Unattended Campfire Ignites California Wildfire Near Big Sur
A wildfire that scorched some 43,000 acres, and destroyed dozens of homes near California’s famed Big Sur coast was sparked by an illegal, unattended camp fire in a State Park, authorities said Tuesday.
The Soberanes Fire, which erupted on 22 July, began as a small blaze, 2 ft in diameter, ignited by unknown individuals in a section of Garrapata State Park that was closed to camping and campfires, according to US Forest Service spokesman Don Jaques.
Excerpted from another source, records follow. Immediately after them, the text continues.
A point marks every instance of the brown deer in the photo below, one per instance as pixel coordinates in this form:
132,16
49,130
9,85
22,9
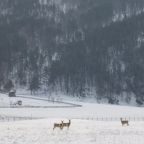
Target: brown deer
67,124
60,125
124,122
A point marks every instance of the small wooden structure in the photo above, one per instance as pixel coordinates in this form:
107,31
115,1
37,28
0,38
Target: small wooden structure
12,93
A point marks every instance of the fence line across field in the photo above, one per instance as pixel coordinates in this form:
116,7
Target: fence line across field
112,118
7,119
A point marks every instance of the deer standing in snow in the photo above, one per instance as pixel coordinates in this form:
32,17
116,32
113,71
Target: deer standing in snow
67,124
60,125
124,122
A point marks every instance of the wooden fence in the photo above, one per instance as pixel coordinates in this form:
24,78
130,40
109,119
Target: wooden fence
112,118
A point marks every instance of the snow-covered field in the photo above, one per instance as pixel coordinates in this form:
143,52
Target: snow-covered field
81,130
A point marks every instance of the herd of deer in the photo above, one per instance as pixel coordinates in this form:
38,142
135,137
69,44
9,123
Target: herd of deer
62,124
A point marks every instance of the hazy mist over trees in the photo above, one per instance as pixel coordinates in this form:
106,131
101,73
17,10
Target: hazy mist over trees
79,47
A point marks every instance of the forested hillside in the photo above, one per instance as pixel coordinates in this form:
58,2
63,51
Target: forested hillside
79,47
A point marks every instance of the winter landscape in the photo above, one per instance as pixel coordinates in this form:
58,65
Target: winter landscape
71,71
91,123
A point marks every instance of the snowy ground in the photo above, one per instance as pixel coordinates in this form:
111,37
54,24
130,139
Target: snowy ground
80,131
83,131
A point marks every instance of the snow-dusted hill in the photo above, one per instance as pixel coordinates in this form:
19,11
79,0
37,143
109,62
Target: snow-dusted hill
90,124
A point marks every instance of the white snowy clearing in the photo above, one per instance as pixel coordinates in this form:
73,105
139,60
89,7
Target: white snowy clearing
90,124
80,132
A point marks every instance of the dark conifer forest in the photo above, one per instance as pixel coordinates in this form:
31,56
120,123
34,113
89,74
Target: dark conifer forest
78,47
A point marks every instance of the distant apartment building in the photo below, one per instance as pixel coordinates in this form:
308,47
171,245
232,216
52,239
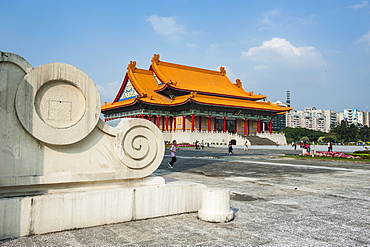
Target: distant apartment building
279,121
354,116
311,118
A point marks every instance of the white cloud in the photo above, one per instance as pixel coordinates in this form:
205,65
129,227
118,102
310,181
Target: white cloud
365,38
362,5
166,26
281,52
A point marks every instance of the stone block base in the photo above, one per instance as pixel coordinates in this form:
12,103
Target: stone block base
38,214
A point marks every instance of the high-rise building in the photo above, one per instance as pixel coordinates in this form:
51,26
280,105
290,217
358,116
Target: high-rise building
354,116
311,118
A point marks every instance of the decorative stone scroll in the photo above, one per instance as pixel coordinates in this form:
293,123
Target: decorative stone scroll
53,134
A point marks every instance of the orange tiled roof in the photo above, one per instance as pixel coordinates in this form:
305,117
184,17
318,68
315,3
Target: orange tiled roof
189,79
201,99
193,79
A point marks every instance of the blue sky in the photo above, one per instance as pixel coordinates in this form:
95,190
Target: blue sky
318,50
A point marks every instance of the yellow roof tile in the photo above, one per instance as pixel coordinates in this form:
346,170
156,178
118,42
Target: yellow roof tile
193,79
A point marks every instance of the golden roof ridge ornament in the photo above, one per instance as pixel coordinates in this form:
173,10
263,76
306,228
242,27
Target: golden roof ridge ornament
132,65
155,58
238,83
143,95
192,95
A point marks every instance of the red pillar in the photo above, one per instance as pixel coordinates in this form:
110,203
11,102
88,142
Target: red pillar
270,126
192,122
158,121
183,123
248,127
245,126
209,123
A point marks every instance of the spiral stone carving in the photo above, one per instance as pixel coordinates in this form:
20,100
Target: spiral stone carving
139,143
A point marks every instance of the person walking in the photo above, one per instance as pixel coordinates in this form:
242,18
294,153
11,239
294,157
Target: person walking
330,147
246,146
173,150
230,148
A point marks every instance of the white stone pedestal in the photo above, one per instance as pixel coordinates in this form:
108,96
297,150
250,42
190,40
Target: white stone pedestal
63,210
216,205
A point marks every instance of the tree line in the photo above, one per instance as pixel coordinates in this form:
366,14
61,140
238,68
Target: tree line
342,132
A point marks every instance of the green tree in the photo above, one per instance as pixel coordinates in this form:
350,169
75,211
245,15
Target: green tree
364,133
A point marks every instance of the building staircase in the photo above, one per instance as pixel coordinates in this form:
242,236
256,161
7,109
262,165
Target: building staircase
256,140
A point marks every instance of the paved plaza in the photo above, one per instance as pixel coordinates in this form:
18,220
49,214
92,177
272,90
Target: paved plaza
277,202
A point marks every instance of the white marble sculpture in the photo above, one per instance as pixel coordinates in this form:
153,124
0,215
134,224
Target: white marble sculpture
61,167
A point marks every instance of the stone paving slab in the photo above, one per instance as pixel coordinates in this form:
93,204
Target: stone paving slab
277,202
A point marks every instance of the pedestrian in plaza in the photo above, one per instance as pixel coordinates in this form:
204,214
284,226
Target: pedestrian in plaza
246,146
294,145
173,150
230,148
330,147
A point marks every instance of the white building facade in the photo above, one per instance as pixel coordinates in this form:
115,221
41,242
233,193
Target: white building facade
354,116
311,118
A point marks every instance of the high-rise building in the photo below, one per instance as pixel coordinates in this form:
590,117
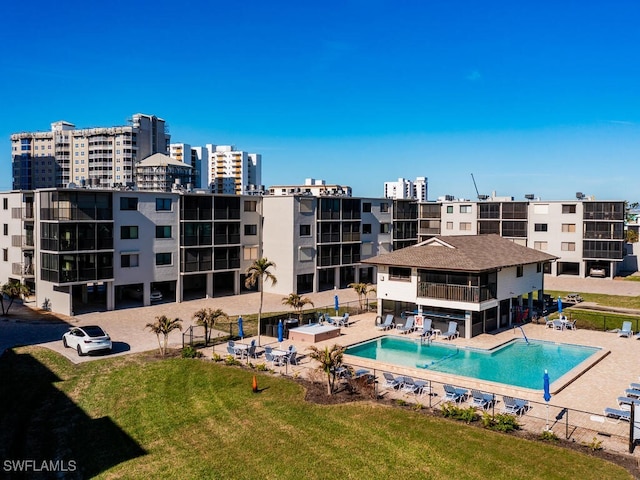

No arrests have been made yet.
The more than 5,450 firefighting personnel battling the blaze have been able to draw containment lines, a measure of how much of its perimeter has been cleared by fire crews of unburned vegetation, that is just 18% of the wildfire so far.
One person, a bulldozer operator hired by property owners to help battle the flames, died last week when his vehicle rolled over. It was the 2nd California wildfire related death in a week.
In addition, 57 homes and 11 other structures have been destroyed while some 2,000 remained under threat Tuesday, state fire officials said. About 350 residents have been ordered to evacuate the area, some evacuation orders have since been lifted.
The threat, coming in the middle of the region’s Summer travel season, has prompted the closure of several popular California campgrounds and recreation areas along the northern end of the Big Sur coastline, including Point Lobos State Natural Reserve and Pfeiffer Big Sur State Park.
Another fire broke out Saturday in grass and brush about 30 miles northeast of Fresno, in Central California. It has since scorched about 2,020 acres and is threatening 400 structures, prompting evacuations in the area, according to the California Department of Forestry and Fire Protection.
Five structures, including 3 homes, have been destroyed, fire officials said. Tuesday morning, the Goose Fire was listed as 30% contained.
Remember, when traveling in fire danger zones this Summer, take extreme care, lives and property depend on it.